Missing the Boat Again
Because carriers are “going to the well” again for rate increases, almost every maritime “consultant” is predicting a big 2013 for the container industry. Cargo Business Newswire put out the following report on January 10th, though, and it contradicts the rubbish disgorged by those expert consultants.
“Report: Higher container carrier GRIs unsustainable due to weak demand.”
“Despite attempts by container carriers to increase profits by upping freight rates and pulling capacity from east-west trade routes, the increased container freight rates will likely drop due to sustained weak demand, according to an industry report. The newest quarterly Container Forecast from Drewry Maritime Research notes that since the huge success of the March 2012 GRI increase, there have been seven other attempts to lift rates, adding up to a grand total of approximately $ 2,800 to $ 3,000 per FEU on the Asia-to-North Europe route. However, rates have actually dropped from $ 2,700 in early March to $ 2,400 in January 2013, the report said.
“The report asserts a fundamental weakness in the market exacerbated by low volumes after a non-existent peak season in 2012. There was also reluctance by carriers to pull enough capacity. Average headhaul load factors have remained at the 75-to-85-percent range for most of the second half of 2012.

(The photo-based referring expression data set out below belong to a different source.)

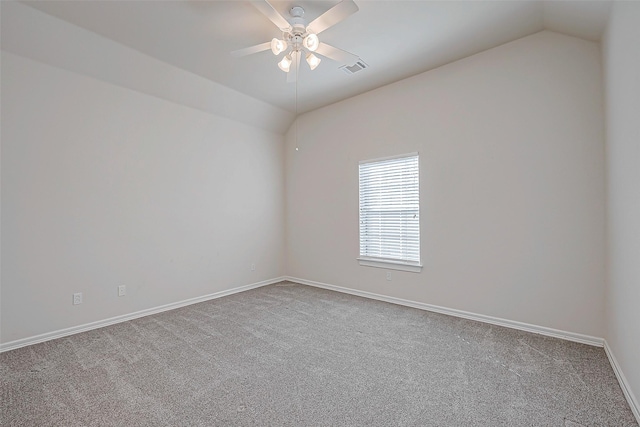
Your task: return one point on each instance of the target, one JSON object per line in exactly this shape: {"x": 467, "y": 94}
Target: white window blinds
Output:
{"x": 390, "y": 209}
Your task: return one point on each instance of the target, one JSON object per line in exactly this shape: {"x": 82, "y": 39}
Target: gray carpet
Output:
{"x": 292, "y": 355}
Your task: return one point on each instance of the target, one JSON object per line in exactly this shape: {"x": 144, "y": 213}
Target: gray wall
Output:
{"x": 511, "y": 145}
{"x": 622, "y": 72}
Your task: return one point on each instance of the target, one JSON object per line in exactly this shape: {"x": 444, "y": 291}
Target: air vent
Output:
{"x": 352, "y": 69}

“The report says the strategy of missing sailings has proven unsuccessful in improving freight rates for any long-term period. With another 40 ships of at least 10,000 TEUs to be delivered this year, the supply/demand balance will be tipped in the wrong direction, and operational alliances across all global trade lanes will increase, the report predicts. ‘The emphasis on this tactic (missing sailings) will only lead to severe volatility in the spot market,’ said Neil Dekker, Drewry’s head of container research, ‘with carriers reacting to weaknesses on a temporary basis, with the GRIs essentially being used to prevent further rate erosion, rather than advancing them by any sustainable margin.’

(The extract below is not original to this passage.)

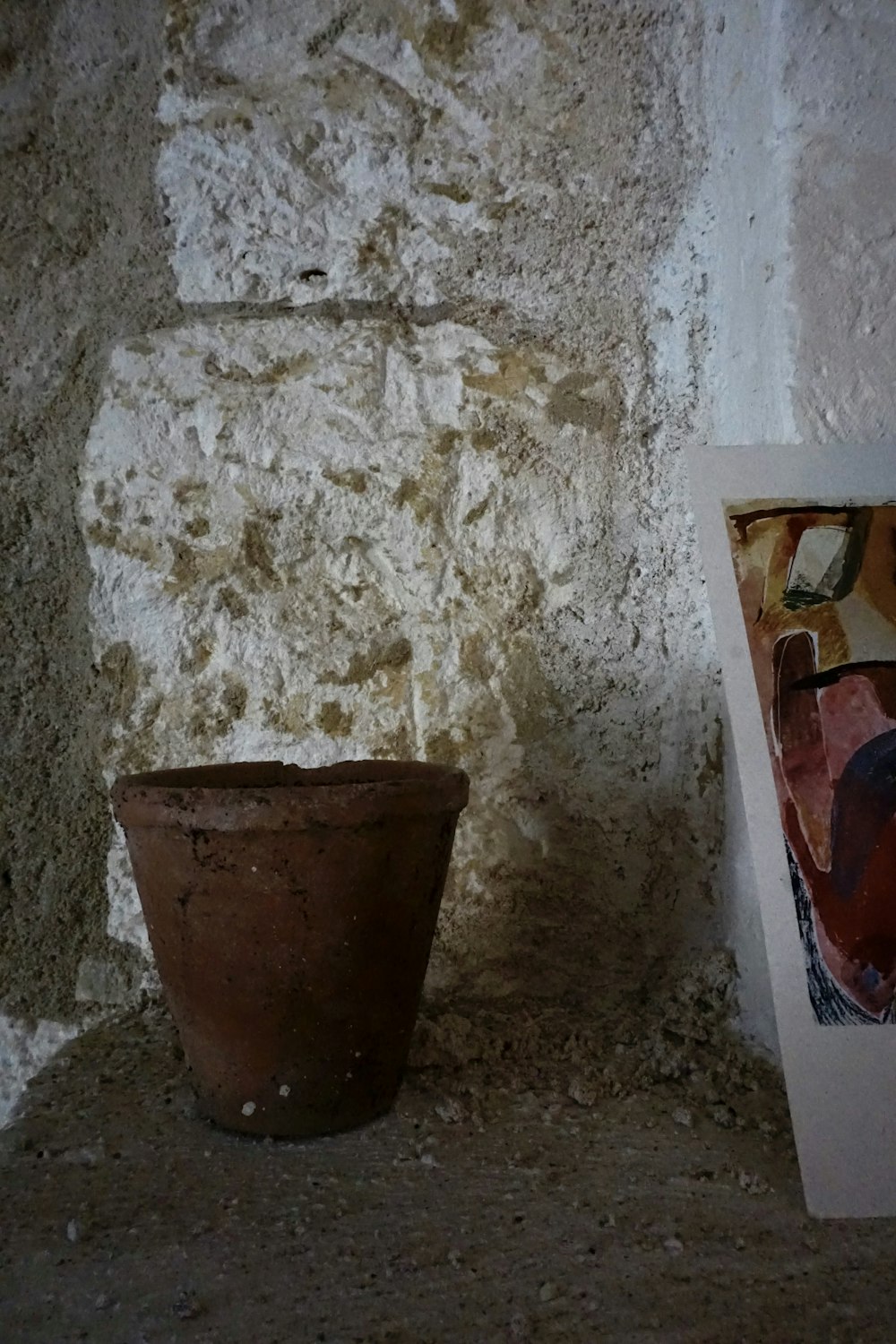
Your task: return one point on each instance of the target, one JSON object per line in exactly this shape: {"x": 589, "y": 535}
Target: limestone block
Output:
{"x": 316, "y": 539}
{"x": 316, "y": 151}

“Drewry also forecasts a global demand to increase by 4.6% this year. However, the research notes capacity growth at the trade route level will strongly challenge carriers and the ability of the growing north-south trades (such as Asia-to-Latin America) to offset the losses is being questioned. Because of successes of the second and third quarters of 2012, container lines are forecasted to make around $ 1.5 billion collective profit. Drewry said carriers could make a profit near $ 5 billion in 2013 if they quickly react to the new reality of weaker demand growth in an era of growing capacity.
“‘Carriers’ obvious reluctance to pull capacity in the core trades since October suggests that many still have an eye on trade share,’ said Dekker. ‘Carriers seem to want to have it both ways. The core trade lanes are undergoing a major upgrading process with over 40 10,000 TEU vessels delivered in 2012, but at the same time they are refusing to lay up or idle significant storage.'” –
[“Trade share” my eye. This is all about the corporate fanning of feathers.]